Perhaps I knew the answer so quickly because I’m closer to a six-year-old child than a physics graduate student? In any case, it was because of incidents like this, that I ended up becoming that professor’s research assistant.

How this applies to the Wall Street Disaster

The equations may be very complicated, but at its heart it’s simple. We’re talking about people dealing with money. People. With. Money. People with money are even less predictable than a quantum mechanical many-bodied system of dihydrogen monoxide could ever be. You should never forget what you’re dealing with and the limits of the models you make to describe it.

At the end of the day, a lot of smart people forgot their first lesson in graduate school: that sometimes all that learning can make them have less sense than a six-year-old.

Which makes them a lot of dumb people.

7 thoughts on “Quants

  1. It’s weird. I still don’t know who thought they could sell subprime and not expect losses.

    Having worked at a mortgage company and having been on the team which deal with investor reporting, we had the numbers right there. During the 2001 recession, default rates on our subprime product approached 20%.

    But what changed from 2001 to 2007?

    Well in 2001 that product was 5% of the business. By 2007 it was over 50%. So a 20% loss on 5% of business was containable.

    Someone thought the rules had changed, but I don’t know why they thought that.

  2. @Steve SheldonBlind use in equations, I suppose. Derivative contracts (futures) on the mortgages you mentioned are not sold as-is but are instead bundled into pools that are then sliced into tranches. In Black-Scholes the big factor is the computation of the beta (risk) which. By creatively slicing these contracts into pieces that fool the models into thinking that they’re inversely correlated (instead of tightly correlated) and then backing “best” part of these tranches with insurance contracts, the equations end up ascribing a low risk rating (as low a a U.S. Treasury Bill!) to this crap.

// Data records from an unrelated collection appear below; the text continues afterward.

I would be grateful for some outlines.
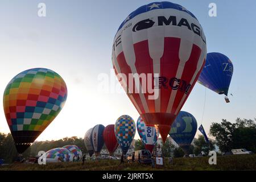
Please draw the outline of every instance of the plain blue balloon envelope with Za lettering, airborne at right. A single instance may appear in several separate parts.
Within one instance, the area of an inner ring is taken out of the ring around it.
[[[222,53],[210,52],[198,82],[218,94],[228,96],[232,75],[233,64],[230,59]]]

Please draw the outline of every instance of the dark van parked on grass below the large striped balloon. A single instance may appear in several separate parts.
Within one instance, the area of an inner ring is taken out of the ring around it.
[[[151,154],[149,150],[137,150],[131,152],[129,156],[127,156],[128,163],[131,162],[139,162],[142,164],[151,163]]]

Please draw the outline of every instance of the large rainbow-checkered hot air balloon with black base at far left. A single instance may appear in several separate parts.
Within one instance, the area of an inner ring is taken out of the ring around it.
[[[63,78],[50,69],[28,69],[9,82],[3,94],[3,107],[19,153],[60,113],[66,99],[67,86]]]

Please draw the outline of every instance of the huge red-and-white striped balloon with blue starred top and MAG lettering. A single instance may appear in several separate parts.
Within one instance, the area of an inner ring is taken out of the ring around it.
[[[159,128],[163,142],[203,69],[206,54],[199,21],[175,3],[141,6],[118,28],[112,49],[115,75],[144,122]]]

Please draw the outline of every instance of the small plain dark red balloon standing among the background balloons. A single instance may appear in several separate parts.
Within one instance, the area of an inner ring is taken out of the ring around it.
[[[114,128],[115,125],[108,125],[103,131],[103,138],[105,145],[108,148],[109,155],[113,155],[118,146],[117,138],[115,138]]]

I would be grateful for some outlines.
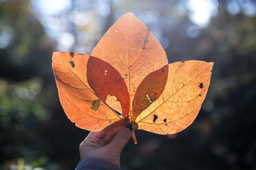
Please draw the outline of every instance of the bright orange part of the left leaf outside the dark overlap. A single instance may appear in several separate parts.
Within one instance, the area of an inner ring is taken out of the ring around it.
[[[98,131],[121,117],[90,88],[86,76],[89,58],[88,55],[58,52],[52,56],[52,67],[67,117],[78,127]]]

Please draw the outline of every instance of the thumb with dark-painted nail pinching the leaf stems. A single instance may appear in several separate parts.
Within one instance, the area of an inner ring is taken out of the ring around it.
[[[122,149],[125,147],[129,139],[131,138],[131,134],[134,133],[134,130],[138,128],[137,123],[128,123],[116,134],[111,143],[109,143],[109,149],[115,151],[116,154],[120,154]]]

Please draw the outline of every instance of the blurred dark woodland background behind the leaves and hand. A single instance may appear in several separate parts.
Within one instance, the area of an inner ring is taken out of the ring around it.
[[[169,136],[137,131],[122,169],[256,169],[256,3],[250,0],[0,0],[0,167],[74,169],[88,132],[65,116],[53,51],[91,53],[133,12],[169,63],[215,62],[197,119]]]

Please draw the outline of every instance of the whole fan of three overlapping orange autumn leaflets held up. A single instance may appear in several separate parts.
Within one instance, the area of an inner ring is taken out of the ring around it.
[[[168,64],[158,40],[128,12],[91,56],[54,53],[52,67],[61,105],[76,126],[98,131],[129,118],[140,130],[175,134],[198,115],[213,62]]]

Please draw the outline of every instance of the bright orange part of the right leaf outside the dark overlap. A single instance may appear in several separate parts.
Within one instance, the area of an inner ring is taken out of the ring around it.
[[[136,118],[139,129],[174,134],[188,127],[198,115],[209,88],[213,62],[191,60],[168,67],[162,95]]]

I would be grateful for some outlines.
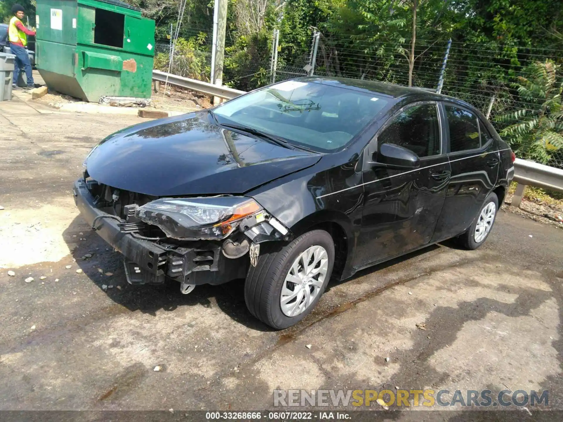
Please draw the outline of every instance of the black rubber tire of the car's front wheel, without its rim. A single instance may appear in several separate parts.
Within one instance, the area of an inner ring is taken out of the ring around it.
[[[282,312],[280,296],[282,285],[293,261],[313,245],[323,246],[328,255],[328,271],[319,294],[309,308],[294,317]],[[261,246],[262,249],[262,246]],[[244,301],[253,316],[276,330],[297,324],[305,318],[319,302],[327,287],[334,264],[334,241],[324,230],[312,230],[297,237],[291,243],[277,250],[260,251],[256,267],[248,270],[244,283]]]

    In other words, by fiddling with the software long enough, someone could make it ascribe a low beta to a pool composed entirely of high beta contracts. The models had many breakdowns.

    It’s bullshit. You’re fooling the equations behind the software, but not common sense. Eventually there would be an accounting with all this imaginary wealth these hedge funds were creating.

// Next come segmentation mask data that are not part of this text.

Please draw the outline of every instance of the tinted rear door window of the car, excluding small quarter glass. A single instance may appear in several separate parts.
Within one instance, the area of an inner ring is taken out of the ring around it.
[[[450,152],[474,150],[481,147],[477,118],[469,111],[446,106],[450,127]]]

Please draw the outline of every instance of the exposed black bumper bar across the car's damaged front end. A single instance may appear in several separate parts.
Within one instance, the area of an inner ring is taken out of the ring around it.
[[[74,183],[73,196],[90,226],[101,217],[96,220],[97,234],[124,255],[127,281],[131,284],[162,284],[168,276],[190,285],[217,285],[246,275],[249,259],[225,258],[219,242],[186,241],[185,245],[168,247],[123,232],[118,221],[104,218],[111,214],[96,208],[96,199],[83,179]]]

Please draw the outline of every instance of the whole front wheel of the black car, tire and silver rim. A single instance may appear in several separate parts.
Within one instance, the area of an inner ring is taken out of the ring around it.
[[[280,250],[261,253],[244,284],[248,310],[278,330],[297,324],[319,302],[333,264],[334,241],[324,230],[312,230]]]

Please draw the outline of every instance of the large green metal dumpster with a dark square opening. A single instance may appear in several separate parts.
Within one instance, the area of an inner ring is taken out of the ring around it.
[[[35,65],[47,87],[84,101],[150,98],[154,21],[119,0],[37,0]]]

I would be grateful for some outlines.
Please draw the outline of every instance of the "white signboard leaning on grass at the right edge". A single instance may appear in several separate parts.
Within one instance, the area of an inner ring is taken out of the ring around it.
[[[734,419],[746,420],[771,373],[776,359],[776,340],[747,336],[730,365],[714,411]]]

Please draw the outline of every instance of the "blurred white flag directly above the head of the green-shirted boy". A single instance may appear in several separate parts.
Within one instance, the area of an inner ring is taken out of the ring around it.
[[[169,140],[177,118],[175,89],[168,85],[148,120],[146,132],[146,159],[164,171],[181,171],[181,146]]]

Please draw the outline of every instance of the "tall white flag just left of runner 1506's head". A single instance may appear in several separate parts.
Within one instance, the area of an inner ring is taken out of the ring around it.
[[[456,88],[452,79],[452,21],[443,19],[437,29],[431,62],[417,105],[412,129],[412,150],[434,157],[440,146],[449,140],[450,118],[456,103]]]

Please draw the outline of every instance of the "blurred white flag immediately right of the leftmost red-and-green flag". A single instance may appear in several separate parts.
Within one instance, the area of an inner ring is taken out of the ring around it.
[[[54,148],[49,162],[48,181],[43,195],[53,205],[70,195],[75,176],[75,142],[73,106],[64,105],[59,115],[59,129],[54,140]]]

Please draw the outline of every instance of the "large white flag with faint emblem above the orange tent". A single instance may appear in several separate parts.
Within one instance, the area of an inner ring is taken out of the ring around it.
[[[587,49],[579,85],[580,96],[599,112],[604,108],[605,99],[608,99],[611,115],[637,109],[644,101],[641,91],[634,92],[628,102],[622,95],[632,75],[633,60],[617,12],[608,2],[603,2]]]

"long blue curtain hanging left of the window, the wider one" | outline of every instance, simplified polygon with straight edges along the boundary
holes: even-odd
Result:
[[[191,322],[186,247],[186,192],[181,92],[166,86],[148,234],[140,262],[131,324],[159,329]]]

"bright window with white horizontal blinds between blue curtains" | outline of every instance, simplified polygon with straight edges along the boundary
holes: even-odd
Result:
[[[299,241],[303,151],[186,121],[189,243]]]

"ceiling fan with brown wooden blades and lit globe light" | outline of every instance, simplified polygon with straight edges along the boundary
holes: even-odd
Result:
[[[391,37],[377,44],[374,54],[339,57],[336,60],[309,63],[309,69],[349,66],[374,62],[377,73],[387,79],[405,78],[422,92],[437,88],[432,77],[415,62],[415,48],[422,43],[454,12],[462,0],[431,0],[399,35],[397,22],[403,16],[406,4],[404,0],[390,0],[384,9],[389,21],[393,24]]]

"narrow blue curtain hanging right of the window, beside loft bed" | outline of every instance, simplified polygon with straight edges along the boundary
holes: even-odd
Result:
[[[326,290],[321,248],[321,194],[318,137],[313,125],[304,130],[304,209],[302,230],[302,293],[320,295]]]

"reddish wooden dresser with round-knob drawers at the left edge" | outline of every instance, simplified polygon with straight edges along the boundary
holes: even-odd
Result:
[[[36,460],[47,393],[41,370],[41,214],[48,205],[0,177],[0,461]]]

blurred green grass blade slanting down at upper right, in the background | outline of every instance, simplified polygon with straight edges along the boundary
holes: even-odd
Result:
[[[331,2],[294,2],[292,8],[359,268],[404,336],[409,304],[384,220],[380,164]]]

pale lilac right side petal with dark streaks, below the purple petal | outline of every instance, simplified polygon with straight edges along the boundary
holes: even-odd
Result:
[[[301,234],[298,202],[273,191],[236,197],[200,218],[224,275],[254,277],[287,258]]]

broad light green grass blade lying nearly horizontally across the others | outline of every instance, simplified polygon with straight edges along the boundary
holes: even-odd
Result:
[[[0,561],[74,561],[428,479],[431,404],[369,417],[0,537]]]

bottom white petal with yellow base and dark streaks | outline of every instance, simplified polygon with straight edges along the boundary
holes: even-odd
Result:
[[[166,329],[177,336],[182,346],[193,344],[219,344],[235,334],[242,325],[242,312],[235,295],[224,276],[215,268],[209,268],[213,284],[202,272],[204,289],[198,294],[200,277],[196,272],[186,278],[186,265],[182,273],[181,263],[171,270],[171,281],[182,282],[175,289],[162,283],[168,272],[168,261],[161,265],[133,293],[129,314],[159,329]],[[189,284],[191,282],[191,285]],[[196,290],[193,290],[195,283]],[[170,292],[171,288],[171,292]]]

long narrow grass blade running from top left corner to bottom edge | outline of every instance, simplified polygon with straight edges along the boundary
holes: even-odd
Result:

  3. Added a correction. Apparently Numerix didn’t sell to CDOs and CDSs. Another thing to note is to read the Wired article closely—as much as you can blame the quants for creating bad models, you can blame the financial people far more for abusing the model.

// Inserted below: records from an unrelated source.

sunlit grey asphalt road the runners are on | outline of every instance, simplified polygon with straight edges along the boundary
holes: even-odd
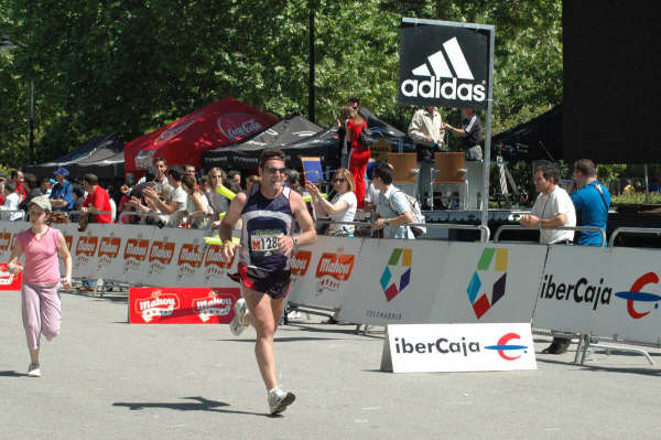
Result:
[[[29,364],[20,294],[0,294],[0,439],[658,439],[658,367],[640,356],[538,355],[538,371],[390,374],[382,333],[303,315],[281,328],[268,417],[253,331],[129,325],[126,299],[64,293],[62,334]],[[548,337],[538,337],[539,352]],[[575,348],[575,345],[572,346]],[[661,361],[661,351],[652,350]]]

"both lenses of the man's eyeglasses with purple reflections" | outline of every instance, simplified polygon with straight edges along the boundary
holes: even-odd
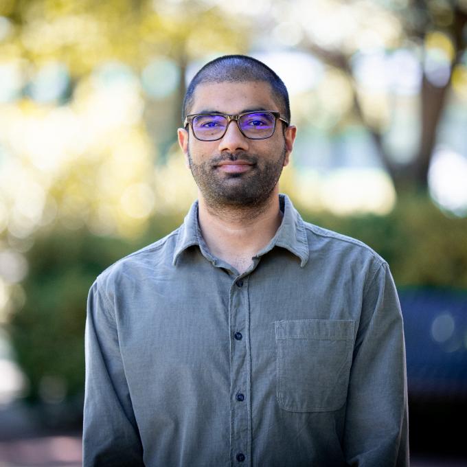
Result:
[[[227,117],[223,115],[197,115],[192,127],[197,138],[209,141],[223,137],[227,123]],[[274,133],[275,117],[268,112],[247,113],[238,119],[238,126],[247,138],[269,138]]]

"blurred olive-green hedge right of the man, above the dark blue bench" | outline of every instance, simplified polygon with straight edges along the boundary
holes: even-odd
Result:
[[[304,215],[372,247],[398,286],[467,288],[467,218],[446,216],[426,196],[400,196],[388,216]]]

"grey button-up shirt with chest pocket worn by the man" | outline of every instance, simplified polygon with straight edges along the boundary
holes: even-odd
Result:
[[[282,224],[239,274],[179,229],[89,293],[84,466],[407,466],[402,316],[365,244]]]

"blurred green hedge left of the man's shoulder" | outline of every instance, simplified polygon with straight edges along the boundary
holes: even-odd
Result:
[[[30,380],[29,400],[44,397],[44,377],[62,382],[67,399],[82,394],[89,287],[107,266],[179,223],[170,216],[159,218],[146,236],[133,241],[93,236],[84,229],[58,229],[36,238],[27,255],[30,272],[22,284],[26,301],[9,326],[19,365]]]

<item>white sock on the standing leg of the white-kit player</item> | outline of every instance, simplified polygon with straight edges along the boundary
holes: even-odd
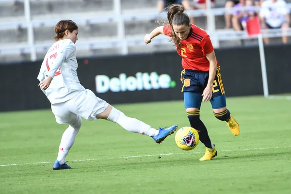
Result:
[[[69,125],[69,127],[63,133],[61,144],[59,146],[59,154],[57,158],[60,164],[65,163],[65,157],[75,142],[76,135],[81,128],[81,124],[82,119],[79,116],[77,122],[74,125]]]

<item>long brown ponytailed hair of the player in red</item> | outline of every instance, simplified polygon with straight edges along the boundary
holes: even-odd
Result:
[[[173,4],[168,7],[167,18],[169,20],[169,24],[171,25],[171,31],[172,31],[171,41],[173,41],[175,45],[177,45],[177,48],[181,46],[181,42],[178,36],[174,32],[173,25],[174,24],[177,26],[190,25],[190,18],[187,14],[184,13],[184,9],[185,8],[183,5],[178,5],[178,4]]]

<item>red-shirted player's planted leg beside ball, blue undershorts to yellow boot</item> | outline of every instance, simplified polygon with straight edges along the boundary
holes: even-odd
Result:
[[[200,107],[202,102],[202,94],[198,92],[184,92],[184,105],[190,126],[199,133],[199,140],[205,145],[206,153],[200,161],[210,160],[217,155],[217,151],[212,144],[208,131],[204,123],[200,119]]]

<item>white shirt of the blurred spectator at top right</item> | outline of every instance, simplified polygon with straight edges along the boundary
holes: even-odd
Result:
[[[287,21],[286,14],[289,14],[289,8],[284,0],[276,0],[274,3],[272,0],[265,0],[259,12],[259,16],[264,17],[266,23],[273,28],[281,27]]]

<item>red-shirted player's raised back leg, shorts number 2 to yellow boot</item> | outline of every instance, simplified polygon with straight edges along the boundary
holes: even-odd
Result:
[[[226,121],[229,130],[234,135],[240,134],[240,126],[226,109],[226,95],[220,75],[220,67],[217,67],[216,77],[213,82],[212,98],[210,99],[215,117],[221,121]]]

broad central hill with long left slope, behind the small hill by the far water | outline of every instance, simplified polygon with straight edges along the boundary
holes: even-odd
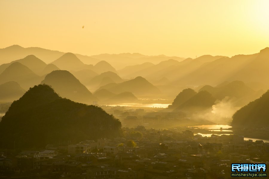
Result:
[[[160,94],[161,91],[151,83],[149,83],[145,78],[143,77],[136,77],[133,80],[125,81],[122,83],[114,84],[110,83],[105,86],[101,86],[100,89],[107,89],[108,91],[111,91],[112,93],[123,93],[126,91],[132,92],[136,96],[144,96],[144,95],[156,95]]]

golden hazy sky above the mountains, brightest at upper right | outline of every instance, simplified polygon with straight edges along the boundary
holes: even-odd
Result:
[[[268,0],[0,0],[0,48],[253,54],[269,46],[268,9]]]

    It seems a lot of people were using these equations blindly.

  4. I was very glad to see the problem of bucket posted here. I had gone through that problem in the past but couldn't come up with a convincing answer. I had also thought that very likely the system is not in thermodynamic equilibrium. But the question still remains as to why (assuming that the bucket is kept in the window for a "long" enough time with the same temperatures around) this phenomenon may be observed. Maybe thermodynamics, as we understand it, does not answer this question. All the same, there must be some explanation for it? It's certainly no miracle. I would be glad if you can shed some light on it.

    1. The system is definitely not in equilibrium so nearly any answer should work…

      For instance, “Someone came in earlier and turned around the bucket.” is perfectly valid. Almost anything could have happened because the math we (thermodynamics at least) only explains what happens in equilibrium.

      There is math that describes things in dynamic states… even dynamic equilibrium (i.e. chaos theory). But there are a lot of issues of using math like that for this problem… at that point the problem is ill-posed.